What Code Puppy absolutely does not collect:
- ❌ Zero telemetry – no usage analytics, crash reports, or behavioral tracking
- ❌ Zero prompt logging – your code, conversations, or project details are never stored
- ❌ Zero behavioral profiling – we don't track what you build, how you code, or when you use the tool
- ❌ Zero third-party data sharing – your information is never sold, traded, or given away
What data flows where:
- LLM Provider Communication: Your prompts are sent directly to whichever LLM provider you've configured (OpenAI, Anthropic, local models, etc.) – this is unavoidable for AI functionality
- Complete Local Option: Run your own VLLM/SGLang/Llama.cpp server locally → zero data leaves your network. Configure this with
~/.code_puppy/extra_models.json - Direct Developer Contact: All feature requests, bug reports, and discussions happen directly with me – no middleman analytics platforms or customer data harvesting tools
Our privacy-first architecture:
Code Puppy is designed with privacy-by-design principles. Every feature has been evaluated through a privacy lens, and every integration respects user data sovereignty.
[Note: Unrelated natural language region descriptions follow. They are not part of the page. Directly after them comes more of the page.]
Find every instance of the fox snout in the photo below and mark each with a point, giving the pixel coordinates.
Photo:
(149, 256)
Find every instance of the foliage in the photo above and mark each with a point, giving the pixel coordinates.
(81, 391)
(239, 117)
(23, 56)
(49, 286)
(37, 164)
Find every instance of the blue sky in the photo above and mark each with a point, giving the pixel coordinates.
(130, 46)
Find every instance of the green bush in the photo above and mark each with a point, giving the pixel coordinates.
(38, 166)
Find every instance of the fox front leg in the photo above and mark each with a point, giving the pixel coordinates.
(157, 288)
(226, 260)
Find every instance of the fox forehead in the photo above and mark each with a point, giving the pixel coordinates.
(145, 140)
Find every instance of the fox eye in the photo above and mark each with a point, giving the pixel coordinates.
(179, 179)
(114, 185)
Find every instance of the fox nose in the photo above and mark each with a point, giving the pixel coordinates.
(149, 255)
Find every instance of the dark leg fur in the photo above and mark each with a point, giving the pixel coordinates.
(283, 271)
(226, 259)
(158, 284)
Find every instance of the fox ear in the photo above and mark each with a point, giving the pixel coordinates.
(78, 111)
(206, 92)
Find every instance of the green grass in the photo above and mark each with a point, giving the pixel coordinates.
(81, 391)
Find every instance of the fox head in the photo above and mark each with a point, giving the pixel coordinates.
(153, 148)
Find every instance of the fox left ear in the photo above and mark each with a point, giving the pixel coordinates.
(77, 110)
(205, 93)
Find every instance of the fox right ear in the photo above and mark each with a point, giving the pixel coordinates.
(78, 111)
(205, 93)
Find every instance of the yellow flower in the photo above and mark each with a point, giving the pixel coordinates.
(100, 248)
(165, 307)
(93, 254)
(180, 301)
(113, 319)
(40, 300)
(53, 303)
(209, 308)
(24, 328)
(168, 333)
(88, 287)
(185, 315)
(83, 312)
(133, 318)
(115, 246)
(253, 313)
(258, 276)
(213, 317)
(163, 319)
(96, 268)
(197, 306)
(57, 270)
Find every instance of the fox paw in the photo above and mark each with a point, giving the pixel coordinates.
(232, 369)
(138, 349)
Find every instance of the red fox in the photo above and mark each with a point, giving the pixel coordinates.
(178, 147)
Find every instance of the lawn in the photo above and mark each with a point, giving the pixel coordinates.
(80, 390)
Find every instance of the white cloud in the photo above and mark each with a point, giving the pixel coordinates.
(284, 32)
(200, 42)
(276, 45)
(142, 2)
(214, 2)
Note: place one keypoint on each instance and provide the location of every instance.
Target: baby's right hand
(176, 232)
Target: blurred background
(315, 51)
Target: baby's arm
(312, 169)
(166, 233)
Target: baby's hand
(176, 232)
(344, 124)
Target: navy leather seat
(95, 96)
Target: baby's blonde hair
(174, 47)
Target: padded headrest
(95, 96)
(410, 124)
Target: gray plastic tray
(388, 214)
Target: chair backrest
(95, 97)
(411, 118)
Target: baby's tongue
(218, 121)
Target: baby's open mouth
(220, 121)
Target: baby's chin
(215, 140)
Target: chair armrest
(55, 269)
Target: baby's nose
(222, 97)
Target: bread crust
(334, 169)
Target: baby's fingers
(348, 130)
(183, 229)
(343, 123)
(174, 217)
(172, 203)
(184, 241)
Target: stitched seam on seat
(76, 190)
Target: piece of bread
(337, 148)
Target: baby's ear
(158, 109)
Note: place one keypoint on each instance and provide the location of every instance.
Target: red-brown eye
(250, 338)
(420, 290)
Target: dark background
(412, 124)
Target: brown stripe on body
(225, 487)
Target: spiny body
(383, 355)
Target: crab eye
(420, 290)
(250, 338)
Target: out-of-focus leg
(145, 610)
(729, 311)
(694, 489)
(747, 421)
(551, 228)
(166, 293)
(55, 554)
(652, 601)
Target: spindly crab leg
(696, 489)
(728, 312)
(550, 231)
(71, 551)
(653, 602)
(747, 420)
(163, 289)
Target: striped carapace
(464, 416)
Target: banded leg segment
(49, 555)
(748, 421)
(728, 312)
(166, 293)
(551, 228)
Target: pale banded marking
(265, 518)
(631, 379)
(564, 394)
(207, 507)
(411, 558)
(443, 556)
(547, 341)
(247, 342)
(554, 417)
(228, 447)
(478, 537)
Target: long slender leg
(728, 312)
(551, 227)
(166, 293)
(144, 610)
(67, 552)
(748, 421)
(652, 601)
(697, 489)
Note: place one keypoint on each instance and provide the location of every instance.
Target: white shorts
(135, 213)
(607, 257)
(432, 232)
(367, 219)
When you use Code Puppy, you're not the product – you're just a developer getting things done.
This commitment is enforceable because it's structurally impossible to violate it. No external pressures, no investor demands, no quarterly earnings targets to hit. Just solid code that respects your privacy.
License
This project is licensed under the MIT License - see the LICENSE file for details.